🤖 AI Summary
To address the high storage overhead, elevated query latency, and insufficient accuracy in joint-distribution cardinality estimation, this paper introduces ADC and ADC+, the first approaches to employ lightweight diffusion models for this task. Our key contributions are: (1) an efficient point-density estimator leveraging a lightweight score-based approximator of the log-likelihood gradient, combined with log-likelihood integration; (2) enhanced range-query selectivity prediction via integration of Gaussian mixture models with importance-sampling Monte Carlo; and (3) automatic identification of high-confidence regions using decision trees to skip redundant correction steps, substantially reducing both error and latency. Evaluated on real-world and synthetic datasets, ADC+ achieves a 10× reduction in 95th/99th percentile error over Naru, cuts storage by 34%, lowers latency by 25%, doubles throughput, and maintains robustness under strong attribute correlations.
📝 Abstract
Inspired by the performance of score-based diffusion models in estimating complex text, video, and image distributions with thousands of dimensions, we introduce Accelerated Diffusion Cardest (ADC), the first joint distribution cardinality estimator based on a downsized diffusion model.

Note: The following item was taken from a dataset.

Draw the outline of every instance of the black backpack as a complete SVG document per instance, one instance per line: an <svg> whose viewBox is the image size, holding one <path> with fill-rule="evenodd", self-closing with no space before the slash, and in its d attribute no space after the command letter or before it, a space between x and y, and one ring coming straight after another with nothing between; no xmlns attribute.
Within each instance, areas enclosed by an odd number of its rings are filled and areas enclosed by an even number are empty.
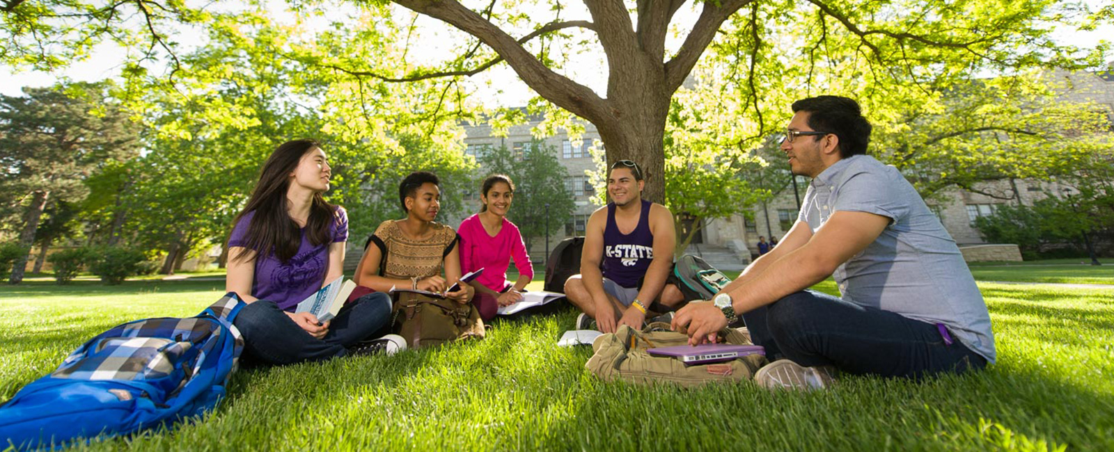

To calculate the pointwise density value of data distributions, ADC's density estimator uses a formula that evaluates log-likelihood by integrating the score function, a gradient mapping which ADC has learned to efficiently approximate using its lightweight score estimator. To answer ranged queries, ADC's selectivity estimator first predicts their selectivity using a Gaussian Mixture Model (GMM), then uses importance sampling Monte Carlo to correct its predictions with more accurate pointwise density values calculated by the density estimator. ADC+ further trains a decision tree to identify the high-volume, high-selectivity queries that the GMM alone can predict very accurately, in which case it skips the correction phase to prevent Monte Carlo from adding more variance. Doing so lowers median Q-error and cuts per-query latency by 25 percent, making ADC+ usually twice as fast as Naru, arguably the state-of-the-art joint distribution cardinality estimator.
Numerical experiments using well-established benchmarks show that on all real-world datasets tested, ADC+ is capable of rivaling Naru and outperforming MSCN, DeepDB, LW-Tree, and LW-NN using around 66 percent their storage space, being at least 3 times as accurate as MSCN on 95th and 99th percentile error. Furthermore, on a synthetic dataset where attributes exhibit complex, multilateral correlations, ADC and ADC+ are considerably robust while almost every other learned model suffered significant accuracy declines. In this case, ADC+ performs better than any other tested model, being 10 times as accurate as Naru on 95th and 99th percentile error.